ASP.NET and Dirty Urls
There are two things that have been bothering me about pages that are getting indexed in Google from an ASP.NET application. The first is somehow there are ASP.NET Session Urls ending up in the Google index. This is bad because searchers that actually do click these links are likely to get a 500 error (internal server error) because they will be trying to access a page of an expired session.
How is Google finding all these 'bad' urls?
Well apparently there is no browser definition in ASP.NET 2.0 for the Googlebot's useragent string, so when the spider hits your ASP.NET page it's browser capabilities are not defined.
Edit: The default browser capabilities are defined to use cookies, the issue occurs because the base Mozilla definition is defined to NOT use cookies.
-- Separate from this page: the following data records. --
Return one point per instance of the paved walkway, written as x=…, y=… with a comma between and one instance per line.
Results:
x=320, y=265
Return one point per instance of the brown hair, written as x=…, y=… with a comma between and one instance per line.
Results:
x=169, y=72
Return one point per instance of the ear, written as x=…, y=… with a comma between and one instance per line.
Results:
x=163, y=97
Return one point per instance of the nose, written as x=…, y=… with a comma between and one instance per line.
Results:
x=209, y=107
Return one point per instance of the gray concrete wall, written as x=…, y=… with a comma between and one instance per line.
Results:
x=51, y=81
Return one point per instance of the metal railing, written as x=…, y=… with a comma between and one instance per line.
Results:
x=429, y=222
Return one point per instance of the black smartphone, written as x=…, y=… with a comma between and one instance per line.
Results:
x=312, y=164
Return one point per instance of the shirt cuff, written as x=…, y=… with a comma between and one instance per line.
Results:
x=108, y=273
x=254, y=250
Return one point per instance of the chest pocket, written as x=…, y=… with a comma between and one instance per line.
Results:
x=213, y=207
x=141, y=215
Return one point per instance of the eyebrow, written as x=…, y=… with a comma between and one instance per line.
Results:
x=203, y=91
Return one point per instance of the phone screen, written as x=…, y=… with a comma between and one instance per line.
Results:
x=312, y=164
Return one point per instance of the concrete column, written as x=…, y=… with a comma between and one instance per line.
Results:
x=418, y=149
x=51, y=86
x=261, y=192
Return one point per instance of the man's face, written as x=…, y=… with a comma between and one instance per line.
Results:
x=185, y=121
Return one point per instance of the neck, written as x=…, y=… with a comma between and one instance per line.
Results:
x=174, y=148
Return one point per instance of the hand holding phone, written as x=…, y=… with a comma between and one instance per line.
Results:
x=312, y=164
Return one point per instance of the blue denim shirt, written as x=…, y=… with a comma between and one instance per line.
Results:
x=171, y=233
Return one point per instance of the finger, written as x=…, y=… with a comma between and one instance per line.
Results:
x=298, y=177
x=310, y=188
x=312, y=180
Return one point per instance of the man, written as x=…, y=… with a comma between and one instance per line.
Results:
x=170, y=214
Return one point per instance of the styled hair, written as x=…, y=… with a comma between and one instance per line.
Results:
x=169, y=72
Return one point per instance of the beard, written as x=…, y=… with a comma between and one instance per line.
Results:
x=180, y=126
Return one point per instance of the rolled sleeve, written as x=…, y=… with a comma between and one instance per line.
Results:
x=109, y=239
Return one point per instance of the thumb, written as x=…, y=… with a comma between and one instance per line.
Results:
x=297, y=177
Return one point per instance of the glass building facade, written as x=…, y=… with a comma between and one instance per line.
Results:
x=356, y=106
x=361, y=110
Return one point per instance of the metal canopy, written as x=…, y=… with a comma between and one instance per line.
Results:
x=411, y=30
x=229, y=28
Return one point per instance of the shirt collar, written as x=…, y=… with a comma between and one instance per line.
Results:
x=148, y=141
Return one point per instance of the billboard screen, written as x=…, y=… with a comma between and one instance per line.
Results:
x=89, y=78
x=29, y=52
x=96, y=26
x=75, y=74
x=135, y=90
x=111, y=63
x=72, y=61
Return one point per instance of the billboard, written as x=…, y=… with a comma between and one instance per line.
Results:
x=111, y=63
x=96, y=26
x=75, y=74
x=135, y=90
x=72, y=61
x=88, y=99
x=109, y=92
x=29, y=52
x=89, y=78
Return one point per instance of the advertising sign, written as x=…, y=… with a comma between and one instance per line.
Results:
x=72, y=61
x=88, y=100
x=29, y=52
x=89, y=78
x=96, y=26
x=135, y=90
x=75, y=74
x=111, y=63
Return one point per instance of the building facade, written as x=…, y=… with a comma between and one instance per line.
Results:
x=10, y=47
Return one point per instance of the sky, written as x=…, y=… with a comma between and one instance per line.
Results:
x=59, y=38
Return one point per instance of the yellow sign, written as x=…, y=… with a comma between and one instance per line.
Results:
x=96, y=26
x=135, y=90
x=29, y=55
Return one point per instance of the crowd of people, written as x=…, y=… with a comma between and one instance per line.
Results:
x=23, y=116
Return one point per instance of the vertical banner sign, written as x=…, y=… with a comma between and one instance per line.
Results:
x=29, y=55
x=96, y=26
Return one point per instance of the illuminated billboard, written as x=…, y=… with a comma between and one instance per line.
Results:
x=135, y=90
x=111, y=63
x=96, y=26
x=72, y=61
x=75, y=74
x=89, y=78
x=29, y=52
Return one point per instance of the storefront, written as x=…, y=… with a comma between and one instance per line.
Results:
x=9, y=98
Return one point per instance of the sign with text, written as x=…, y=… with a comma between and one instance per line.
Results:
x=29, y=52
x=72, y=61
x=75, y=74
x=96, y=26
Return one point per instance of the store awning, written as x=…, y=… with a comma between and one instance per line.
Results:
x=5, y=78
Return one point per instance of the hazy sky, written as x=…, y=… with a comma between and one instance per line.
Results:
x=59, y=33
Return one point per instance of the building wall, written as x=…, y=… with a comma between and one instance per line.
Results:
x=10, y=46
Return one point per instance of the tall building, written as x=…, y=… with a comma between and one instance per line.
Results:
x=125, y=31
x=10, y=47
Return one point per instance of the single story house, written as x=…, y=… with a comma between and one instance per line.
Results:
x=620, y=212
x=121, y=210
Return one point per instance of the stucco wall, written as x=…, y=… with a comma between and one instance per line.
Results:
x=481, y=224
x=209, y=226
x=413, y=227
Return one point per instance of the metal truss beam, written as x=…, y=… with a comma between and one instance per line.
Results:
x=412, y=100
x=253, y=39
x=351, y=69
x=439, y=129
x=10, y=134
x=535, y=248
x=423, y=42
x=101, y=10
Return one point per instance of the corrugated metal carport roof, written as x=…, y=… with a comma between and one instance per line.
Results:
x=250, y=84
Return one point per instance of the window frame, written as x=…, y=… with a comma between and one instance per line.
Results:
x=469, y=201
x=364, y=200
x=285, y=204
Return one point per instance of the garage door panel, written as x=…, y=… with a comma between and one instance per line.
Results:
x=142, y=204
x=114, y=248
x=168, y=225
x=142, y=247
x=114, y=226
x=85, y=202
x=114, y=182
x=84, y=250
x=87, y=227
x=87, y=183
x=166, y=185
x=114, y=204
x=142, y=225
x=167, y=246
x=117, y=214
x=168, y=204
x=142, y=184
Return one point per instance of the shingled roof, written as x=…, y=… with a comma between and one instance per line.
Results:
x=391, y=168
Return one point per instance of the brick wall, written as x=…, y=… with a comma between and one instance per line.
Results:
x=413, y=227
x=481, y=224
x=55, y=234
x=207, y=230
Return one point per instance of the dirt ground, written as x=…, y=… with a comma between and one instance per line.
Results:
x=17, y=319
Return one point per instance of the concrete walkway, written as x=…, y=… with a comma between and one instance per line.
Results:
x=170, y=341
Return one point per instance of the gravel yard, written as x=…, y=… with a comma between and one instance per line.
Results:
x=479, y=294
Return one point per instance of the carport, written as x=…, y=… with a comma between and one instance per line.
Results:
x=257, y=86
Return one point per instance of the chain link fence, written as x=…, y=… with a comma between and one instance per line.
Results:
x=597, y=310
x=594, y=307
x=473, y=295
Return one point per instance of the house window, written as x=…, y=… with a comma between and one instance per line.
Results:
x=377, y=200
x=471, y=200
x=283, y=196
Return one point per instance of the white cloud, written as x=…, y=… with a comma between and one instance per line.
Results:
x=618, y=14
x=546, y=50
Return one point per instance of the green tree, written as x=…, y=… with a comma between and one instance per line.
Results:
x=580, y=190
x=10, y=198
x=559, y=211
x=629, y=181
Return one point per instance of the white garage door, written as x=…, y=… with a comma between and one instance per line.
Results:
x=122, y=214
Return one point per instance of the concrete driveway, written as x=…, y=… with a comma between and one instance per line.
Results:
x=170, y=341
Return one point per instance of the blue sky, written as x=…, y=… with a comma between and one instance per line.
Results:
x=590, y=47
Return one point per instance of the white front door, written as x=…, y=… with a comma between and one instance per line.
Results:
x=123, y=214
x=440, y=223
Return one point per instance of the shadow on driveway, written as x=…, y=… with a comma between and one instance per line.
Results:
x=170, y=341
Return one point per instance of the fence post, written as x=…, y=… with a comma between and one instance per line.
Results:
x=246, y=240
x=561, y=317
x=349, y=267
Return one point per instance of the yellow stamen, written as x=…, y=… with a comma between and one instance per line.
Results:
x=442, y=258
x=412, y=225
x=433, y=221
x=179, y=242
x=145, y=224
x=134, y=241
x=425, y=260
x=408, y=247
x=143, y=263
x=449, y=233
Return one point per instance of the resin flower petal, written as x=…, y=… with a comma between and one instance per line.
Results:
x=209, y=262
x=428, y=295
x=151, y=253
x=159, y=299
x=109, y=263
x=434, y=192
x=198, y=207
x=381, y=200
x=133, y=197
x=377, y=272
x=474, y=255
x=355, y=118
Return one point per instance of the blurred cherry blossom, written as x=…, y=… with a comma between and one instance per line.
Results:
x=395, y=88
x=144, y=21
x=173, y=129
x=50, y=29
If the browser is not able to accept cookeis .NET gets around this by inserting the session information into the Url and issues a 302 (content temporarily moved) in the response header.
This default behaviour is a good and a bad thing. It's good in the fact that if I'm browsing an asp.net site on a pda that doesn't support cookies I still can. However just about every search engine spider ever created has it's own UserAgent string making it a tough task to issue the standard non-crufted url. One solution to fixing the session urls being indexed in Google is to tell your asp.net application that Googlebot supports cookies and the problem is solved.
To read more about the solution please see my next post.
Dynamic Captcha build-up
Another dynamic aspect that is used on this site are Captcha images, and yes Google's image spider finds those too. Upon trying a Google image search on my domain, it's littered with Captcha images! I've also added an exclude to the robots.txt file for this.
Solution for Captcha images build-up and stop-gap solution for Session Urls
Here is my "robots.txt" file so far for my SingleUserBlog install. *Note the last two lines, "Disallow: /(A(*" should exclude any ASP.NET session urls, (this is not recommended unless you have fixed the Mozilla detection hole). The last line should exclude any captcha images from being indexed.
User-agent: *
Disallow: /LoginPage.aspx
Disallow: /Administration/
Disallow: /(A(*
Disallow: /Captcha.ashx*$